If you can hear sounds and make out some words but not others, or you can’t differentiate between someone’s voice and surrounding noise, your hearing problem may be in your ear’s ability to conduct sound or in your brain’s capability of processing signals, or both.
Your ability to process sound is governed by a number of variables such as overall health, age, brain function, and genetics. You may be dealing with one of the following kinds of hearing loss if you have the annoying experience of hearing people speak but not being able to understand what they are saying.
Conductive Hearing Loss
You might be experiencing conductive hearing loss if you have to continuously swallow and yank on your ears while saying with increasing annoyance “There’s something in my ear”. The ear’s ability to conduct sound to the brain is decreased by issues to the middle and outer ear such as wax buildup, ear infections, eardrum damage, and buildup of fluid. You may still be capable of hearing some people with louder voices while only partly hearing people with lower voices depending on the severity of your hearing loss.

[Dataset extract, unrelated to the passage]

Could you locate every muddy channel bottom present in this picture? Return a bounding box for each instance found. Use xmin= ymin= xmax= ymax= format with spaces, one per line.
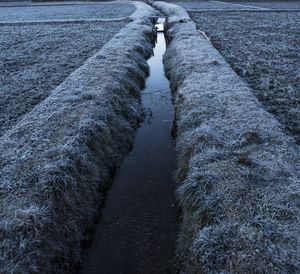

Sensorineural Hearing Loss
Where conductive hearing loss can be triggered by outer- and middle-ear problems, Sensorineural hearing loss impacts the inner ear. Injury to the inner ear’s hair-like cells or the auditory nerve itself can stop sound signals to the brain. Voices may sound slurred or muddy to you, and sounds can come across as either too high or too low. If you cannot separate voices from background noise or have a hard time hearing women and children’s voices in particular, then you may be experiencing high-frequency hearing loss.